The EU Digital Markets Act (external eu-dma-2022-1925) grants EU users new rights around alternative payment processing on iOS as of 2024, creating new technical requirements and App Store review processes for apps targeting EEA users. Apps with existing GDPR consent flows also face ongoing obligations: GDPR Art.30 requires a Records of Processing Activities (RoPA), Art.37 may require a Data Protection Officer for apps processing data at scale, and Art.6 requires a documented legal basis for every processing activity. Undocumented legal bases are among the most common enforcement findings in GDPR audits.
Info because EU regulatory signals require awareness and documentation rather than immediate code changes, but undocumented processing activities create enforcement risk that grows with user volume.
Document the legal basis for each data processing activity (legitimate interest, consent, contract, legal obligation) in your privacy policy and internal Records of Processing Activities. Ensure a Data Processing Agreement is signed with all third-party processors — analytics providers, ad networks, cloud infrastructure providers.
Monitor Apple's DMA compliance updates for EU iOS distribution: alternative payment processing APIs are now available and may affect your App Store review process for EU builds. For GDPR consent flows already present in the codebase, verify the consent management platform records and stores consent in a format auditable by your legal team — a gdprConsentString in localStorage is not sufficient audit evidence on its own.
ID: app-store-privacy-data.risk-indicators.eu-dma-payment-rules
Severity: info
What to look for: Count all relevant instances and enumerate each. Look for signals that the app targets EU/EEA users: locale-specific code paths for de, fr, nl, es, it, pt, pl, or other EU language codes; GDPR consent flows (CMP integration, cookie consent, gdprConsentString); EU-specific pricing or VAT calculation; .eu domain references in API calls; any reference to "European Union", "GDPR", "EEA", "DMA" in comments or configuration. If EU targeting is detected, note that the Digital Markets Act (DMA) grants EU users rights related to in-app payment alternatives on iOS, and that Apple's compliance implementation (alternative payment processing, alternative browser engines) creates new technical requirements and review processes. Also note: the General Data Protection Regulation requires a Data Protection Officer designation for apps processing large volumes of EU personal data, a Data Processing Agreement (DPA) with all processors, and explicit legal basis declaration for each data processing activity. This is informational — note the signals without failing.
Pass criteria: Not applicable — this is an info-only check that surfaces EU Digital Markets Act signals for awareness. Result is always pass or skip only; never fail.

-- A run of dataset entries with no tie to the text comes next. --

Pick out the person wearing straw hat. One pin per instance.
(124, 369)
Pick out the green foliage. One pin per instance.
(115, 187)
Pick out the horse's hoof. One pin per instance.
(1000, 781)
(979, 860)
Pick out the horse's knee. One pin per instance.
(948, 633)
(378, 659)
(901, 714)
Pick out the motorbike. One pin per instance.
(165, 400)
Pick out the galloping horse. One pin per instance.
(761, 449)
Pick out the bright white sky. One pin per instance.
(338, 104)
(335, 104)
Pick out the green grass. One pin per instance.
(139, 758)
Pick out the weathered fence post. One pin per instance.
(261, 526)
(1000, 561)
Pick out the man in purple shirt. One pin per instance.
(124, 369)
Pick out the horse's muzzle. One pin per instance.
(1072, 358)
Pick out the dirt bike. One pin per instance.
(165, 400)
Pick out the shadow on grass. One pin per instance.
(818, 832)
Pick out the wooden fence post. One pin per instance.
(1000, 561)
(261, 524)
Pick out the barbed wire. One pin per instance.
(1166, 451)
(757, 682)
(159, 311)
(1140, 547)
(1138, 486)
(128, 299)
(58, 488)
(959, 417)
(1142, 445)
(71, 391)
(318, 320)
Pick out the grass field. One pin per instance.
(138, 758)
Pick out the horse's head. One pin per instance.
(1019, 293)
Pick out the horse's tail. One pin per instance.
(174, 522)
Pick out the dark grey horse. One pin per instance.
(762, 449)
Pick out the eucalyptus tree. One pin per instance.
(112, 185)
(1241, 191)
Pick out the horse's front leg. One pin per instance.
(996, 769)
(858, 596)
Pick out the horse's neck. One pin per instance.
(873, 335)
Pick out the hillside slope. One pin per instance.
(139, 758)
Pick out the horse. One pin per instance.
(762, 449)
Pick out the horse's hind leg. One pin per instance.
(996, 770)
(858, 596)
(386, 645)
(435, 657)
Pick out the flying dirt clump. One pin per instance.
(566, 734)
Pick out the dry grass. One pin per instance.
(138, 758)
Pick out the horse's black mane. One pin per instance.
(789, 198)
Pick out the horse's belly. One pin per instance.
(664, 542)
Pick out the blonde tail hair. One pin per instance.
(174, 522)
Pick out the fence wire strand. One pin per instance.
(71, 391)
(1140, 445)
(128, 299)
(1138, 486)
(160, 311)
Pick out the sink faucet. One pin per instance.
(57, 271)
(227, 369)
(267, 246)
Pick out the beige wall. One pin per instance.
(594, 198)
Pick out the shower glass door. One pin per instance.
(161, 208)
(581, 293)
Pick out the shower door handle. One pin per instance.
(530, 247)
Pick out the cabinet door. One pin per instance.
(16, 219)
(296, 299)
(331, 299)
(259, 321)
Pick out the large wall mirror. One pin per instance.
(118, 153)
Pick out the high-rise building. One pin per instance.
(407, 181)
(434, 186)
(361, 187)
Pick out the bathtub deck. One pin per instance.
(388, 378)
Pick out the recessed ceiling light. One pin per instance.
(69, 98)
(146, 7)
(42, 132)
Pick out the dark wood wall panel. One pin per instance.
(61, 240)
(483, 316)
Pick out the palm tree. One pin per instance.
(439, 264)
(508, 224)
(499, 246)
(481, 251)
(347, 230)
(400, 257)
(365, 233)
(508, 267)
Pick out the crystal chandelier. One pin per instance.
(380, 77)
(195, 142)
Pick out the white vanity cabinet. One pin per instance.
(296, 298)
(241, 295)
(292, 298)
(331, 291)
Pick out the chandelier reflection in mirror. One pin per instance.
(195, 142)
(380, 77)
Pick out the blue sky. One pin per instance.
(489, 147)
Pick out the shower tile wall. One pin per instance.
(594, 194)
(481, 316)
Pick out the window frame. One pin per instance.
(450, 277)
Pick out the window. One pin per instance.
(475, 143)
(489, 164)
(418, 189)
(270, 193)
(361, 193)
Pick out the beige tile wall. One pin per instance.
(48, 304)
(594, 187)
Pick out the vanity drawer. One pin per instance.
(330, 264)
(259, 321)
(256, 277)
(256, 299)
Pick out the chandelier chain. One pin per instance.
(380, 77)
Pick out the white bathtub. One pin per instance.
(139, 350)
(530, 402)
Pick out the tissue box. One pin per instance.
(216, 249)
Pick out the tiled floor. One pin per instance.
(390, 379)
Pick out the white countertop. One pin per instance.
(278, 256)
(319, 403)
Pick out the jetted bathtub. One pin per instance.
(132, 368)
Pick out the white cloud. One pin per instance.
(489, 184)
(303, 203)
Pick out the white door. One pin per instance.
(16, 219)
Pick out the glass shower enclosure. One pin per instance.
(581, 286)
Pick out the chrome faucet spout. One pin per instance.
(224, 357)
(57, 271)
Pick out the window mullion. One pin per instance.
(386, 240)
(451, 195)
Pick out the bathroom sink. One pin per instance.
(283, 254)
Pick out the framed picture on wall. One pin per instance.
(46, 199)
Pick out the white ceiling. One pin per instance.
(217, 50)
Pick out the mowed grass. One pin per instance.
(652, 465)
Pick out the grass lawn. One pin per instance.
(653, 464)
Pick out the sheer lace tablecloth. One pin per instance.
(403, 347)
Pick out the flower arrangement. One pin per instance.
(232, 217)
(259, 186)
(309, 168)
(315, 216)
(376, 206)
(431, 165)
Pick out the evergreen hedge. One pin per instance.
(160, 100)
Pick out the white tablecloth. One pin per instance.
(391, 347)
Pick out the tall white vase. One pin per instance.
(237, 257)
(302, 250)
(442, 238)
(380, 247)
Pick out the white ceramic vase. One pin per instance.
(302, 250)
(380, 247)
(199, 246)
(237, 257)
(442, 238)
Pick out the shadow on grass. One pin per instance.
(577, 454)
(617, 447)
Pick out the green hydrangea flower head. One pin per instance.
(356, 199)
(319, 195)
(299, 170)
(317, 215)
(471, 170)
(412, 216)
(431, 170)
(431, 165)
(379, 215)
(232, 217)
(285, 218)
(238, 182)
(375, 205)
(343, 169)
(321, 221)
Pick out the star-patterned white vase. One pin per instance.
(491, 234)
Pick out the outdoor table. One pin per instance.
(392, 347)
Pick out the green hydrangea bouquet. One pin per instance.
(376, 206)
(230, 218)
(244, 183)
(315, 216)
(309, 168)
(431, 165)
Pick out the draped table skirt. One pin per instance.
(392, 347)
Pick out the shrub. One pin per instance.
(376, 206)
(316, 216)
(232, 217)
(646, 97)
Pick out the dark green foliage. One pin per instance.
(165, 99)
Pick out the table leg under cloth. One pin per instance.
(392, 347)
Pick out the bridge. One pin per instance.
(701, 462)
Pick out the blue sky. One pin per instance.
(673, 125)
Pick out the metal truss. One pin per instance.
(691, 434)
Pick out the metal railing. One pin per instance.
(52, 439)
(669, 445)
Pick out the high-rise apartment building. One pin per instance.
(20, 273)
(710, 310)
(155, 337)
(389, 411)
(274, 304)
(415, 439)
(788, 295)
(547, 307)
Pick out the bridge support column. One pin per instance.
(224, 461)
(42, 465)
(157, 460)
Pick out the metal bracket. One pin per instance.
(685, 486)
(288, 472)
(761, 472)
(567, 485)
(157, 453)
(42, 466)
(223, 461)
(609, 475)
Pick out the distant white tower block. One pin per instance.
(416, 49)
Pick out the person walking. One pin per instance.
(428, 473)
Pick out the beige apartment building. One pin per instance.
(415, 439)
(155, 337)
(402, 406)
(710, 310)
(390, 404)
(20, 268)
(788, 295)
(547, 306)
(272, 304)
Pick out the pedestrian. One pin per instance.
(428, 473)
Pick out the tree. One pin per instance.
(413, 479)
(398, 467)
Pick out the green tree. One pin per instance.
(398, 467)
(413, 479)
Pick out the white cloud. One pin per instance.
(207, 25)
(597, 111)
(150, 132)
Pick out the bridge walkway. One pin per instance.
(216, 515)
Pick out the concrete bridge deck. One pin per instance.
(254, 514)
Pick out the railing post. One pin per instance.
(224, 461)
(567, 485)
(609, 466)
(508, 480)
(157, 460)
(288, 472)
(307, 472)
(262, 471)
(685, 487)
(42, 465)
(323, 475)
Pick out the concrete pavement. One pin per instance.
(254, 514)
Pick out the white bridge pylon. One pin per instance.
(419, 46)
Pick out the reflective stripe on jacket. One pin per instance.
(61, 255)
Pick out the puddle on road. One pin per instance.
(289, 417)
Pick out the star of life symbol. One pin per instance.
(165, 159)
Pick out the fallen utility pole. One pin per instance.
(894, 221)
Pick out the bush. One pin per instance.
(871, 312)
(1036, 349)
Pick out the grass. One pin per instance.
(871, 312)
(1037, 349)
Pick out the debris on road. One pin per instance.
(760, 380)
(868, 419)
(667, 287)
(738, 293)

Fail criteria: Not applicable — info check. Use detail to note EU signals found.
Skip (N/A) when: No EU/EEA targeting signals detected in the codebase.
Detail on fail: Not applicable. Use detail: "GDPR consent flow detected — app targets EU users. DMA may grant users alternative payment rights on iOS. Ensure GDPR legal bases are documented for all data processing activities and a DPA is in place with all data processors."
Remediation: EU compliance for mobile apps is an evolving area with the DMA introducing new rights in 2024-2025.
Review the configuration in src/ or app/ directory for implementation patterns.